Python raises an AttributeError when methods on the sklearn Pipeline object are called

43 views Asked by At

Problem

I am calling the fit_transform() and transform() methods on a Pipeline object, but Python is raising an AttributeError whenever I try to do so. Here is what I'm trying to run, with imports. (Note: train/test splitting has been done already)

from sklearn.impute import SimpleImputer
from sklearn.preprocessing import StandardScaler
from sklearn.linear_model import LinearRegression
from sklearn.pipeline import Pipeline

pipe = Pipeline([('mean_impute', SimpleImputer()), 
                 ('norm',        StandardScaler()), 
                 ('sklearn_lm',  LinearRegression())])
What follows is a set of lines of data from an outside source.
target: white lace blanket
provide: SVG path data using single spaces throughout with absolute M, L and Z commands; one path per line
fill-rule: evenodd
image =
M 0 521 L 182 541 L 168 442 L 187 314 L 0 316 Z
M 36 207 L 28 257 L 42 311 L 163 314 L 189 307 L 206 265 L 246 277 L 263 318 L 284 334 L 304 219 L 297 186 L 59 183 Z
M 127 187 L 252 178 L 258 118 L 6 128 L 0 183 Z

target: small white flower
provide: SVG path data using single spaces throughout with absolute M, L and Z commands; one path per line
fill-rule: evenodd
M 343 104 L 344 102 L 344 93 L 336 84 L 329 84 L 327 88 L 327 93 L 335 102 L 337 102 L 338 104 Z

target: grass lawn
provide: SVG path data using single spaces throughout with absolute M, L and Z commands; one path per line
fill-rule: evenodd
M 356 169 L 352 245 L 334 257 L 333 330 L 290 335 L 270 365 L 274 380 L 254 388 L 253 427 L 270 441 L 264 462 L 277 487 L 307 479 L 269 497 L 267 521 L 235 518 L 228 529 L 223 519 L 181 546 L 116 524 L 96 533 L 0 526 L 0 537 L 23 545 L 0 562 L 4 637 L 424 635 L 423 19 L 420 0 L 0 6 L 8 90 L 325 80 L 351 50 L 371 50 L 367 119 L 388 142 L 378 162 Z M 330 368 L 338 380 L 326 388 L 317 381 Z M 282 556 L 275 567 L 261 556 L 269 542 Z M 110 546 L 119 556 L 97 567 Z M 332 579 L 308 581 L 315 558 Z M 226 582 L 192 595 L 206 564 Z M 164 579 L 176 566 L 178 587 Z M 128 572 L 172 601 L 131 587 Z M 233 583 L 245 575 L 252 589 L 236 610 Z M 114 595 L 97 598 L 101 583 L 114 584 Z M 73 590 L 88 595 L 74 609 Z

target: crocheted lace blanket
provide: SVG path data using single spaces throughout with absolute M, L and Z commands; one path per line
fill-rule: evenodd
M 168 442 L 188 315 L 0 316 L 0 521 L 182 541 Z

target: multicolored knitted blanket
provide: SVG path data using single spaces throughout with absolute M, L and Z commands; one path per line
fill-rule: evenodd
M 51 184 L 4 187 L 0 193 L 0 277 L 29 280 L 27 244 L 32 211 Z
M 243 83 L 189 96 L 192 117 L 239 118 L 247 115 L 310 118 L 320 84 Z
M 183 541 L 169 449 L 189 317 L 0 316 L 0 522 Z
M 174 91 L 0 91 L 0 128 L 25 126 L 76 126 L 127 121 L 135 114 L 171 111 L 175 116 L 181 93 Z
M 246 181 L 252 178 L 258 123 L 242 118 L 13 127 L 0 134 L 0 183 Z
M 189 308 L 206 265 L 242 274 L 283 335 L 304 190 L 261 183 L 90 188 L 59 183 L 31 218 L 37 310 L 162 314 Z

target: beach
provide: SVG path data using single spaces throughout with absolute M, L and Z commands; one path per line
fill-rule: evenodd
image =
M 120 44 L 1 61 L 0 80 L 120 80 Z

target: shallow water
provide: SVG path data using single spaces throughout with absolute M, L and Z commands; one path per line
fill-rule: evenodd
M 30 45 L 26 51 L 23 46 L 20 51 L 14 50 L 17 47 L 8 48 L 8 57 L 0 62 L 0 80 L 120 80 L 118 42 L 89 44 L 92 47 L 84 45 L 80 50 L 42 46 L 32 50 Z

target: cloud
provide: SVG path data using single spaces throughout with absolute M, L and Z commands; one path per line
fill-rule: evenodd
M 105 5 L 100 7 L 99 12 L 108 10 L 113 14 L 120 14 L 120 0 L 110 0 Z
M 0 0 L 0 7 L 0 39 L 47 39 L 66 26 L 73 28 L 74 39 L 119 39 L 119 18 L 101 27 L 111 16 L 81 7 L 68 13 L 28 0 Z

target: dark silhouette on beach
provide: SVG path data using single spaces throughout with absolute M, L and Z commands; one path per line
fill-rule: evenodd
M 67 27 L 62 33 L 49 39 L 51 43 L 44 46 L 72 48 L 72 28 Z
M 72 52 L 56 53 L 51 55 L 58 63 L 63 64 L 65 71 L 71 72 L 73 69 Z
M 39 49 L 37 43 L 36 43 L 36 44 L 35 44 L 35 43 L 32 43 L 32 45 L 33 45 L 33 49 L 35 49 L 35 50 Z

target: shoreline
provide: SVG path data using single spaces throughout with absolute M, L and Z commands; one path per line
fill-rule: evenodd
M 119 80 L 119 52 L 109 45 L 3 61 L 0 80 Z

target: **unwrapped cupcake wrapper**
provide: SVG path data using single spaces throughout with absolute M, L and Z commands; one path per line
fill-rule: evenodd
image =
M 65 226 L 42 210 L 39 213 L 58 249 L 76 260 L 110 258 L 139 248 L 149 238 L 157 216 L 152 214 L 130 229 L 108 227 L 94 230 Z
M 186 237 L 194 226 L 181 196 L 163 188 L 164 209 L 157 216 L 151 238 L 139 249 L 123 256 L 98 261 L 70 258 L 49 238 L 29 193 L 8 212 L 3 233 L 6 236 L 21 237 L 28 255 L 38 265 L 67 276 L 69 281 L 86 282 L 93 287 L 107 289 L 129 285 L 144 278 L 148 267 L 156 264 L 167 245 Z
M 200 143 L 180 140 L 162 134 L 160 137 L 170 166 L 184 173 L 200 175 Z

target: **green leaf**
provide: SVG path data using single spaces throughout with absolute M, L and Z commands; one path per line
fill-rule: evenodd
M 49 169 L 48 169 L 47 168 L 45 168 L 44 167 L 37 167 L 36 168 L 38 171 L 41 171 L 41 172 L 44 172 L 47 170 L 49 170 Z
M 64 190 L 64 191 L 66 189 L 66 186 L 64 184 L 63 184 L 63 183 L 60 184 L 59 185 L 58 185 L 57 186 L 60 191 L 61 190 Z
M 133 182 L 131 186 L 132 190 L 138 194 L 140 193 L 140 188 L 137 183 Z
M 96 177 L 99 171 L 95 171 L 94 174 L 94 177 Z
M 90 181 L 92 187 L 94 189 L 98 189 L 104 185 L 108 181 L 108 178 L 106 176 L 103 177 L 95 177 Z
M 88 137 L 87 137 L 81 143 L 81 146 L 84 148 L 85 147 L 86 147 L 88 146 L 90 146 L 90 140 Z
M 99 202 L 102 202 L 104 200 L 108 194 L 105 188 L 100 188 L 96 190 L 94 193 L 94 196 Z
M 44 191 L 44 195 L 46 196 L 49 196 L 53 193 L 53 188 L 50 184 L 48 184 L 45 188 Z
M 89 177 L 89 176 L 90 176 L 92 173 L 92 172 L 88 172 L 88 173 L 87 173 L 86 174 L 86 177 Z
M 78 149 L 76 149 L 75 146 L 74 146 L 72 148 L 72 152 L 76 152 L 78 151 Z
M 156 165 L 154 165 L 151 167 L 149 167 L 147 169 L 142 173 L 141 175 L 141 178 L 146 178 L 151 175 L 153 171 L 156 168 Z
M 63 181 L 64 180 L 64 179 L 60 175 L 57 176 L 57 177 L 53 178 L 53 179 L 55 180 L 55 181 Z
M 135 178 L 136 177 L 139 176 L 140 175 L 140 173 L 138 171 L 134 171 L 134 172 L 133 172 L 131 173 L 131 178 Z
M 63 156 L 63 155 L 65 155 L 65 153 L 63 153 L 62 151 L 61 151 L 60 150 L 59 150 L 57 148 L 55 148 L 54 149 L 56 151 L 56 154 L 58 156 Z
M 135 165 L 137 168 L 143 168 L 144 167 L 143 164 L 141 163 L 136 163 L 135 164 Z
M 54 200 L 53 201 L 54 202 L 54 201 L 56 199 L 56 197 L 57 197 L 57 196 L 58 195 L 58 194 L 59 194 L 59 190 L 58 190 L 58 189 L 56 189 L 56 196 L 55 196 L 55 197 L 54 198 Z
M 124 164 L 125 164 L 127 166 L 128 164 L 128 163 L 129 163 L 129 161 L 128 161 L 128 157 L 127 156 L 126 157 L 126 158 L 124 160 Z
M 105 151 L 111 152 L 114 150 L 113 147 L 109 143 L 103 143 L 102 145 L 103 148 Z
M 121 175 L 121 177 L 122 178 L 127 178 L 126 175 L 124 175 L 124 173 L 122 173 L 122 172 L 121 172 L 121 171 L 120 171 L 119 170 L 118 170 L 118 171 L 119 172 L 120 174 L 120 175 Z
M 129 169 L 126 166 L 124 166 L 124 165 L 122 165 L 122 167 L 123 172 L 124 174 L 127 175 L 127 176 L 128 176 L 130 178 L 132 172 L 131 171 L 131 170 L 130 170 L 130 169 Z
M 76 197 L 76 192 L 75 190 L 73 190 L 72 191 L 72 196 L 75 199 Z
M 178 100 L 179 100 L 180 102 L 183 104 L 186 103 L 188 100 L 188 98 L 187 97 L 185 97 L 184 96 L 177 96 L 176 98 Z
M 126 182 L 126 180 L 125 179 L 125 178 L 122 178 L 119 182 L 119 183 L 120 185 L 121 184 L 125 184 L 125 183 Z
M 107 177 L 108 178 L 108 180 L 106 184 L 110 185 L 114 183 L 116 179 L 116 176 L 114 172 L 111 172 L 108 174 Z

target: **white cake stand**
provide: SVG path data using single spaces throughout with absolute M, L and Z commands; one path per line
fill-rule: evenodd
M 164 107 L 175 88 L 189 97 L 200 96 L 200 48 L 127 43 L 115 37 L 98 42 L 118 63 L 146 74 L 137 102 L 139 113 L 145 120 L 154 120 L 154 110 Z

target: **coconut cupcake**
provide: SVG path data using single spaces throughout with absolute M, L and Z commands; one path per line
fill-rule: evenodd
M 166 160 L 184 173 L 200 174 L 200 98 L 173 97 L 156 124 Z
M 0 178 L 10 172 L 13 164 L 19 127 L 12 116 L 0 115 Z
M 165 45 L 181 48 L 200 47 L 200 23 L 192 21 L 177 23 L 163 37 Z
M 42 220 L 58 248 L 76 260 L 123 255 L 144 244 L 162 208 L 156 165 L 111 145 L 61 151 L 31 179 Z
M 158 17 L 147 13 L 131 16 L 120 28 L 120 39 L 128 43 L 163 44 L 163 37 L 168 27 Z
pipe.fit_transform(x_train, y_train)  #<-- error here

x_transform = pipe.transform(x_test)  #<-- and here if previous line is absent

The text of the error is as follows:

AttributeError: This 'Pipeline' has no attribute 'fit_transform'

What went wrong? I'm sure it's something simple.

Things I have tried:

2

There are 2 answers

0
e-motta On BEST ANSWER

Documentation for sklearn.pipeline.Pipeline.fit_transform states that it's "[o]nly valid if the final estimator either implements fit_transform or fit and transform." Wording may be a bit ambiguous, but it means two possibilities: (i) final estimator implements fit_transform, or (ii) final estimator implements fit and transform.

Your final estimator is sklearn.linear_model.LinearRegression, which implements fit, but not transform. This is why the error is raised.

0
Bronze_Chaos On

On this website it says that this method is only valid if the final estimator either implements fit_transform or fit and transform. I do not know what a final estimator is, but that might be your problem (I know this wasn't very helpful but I tried).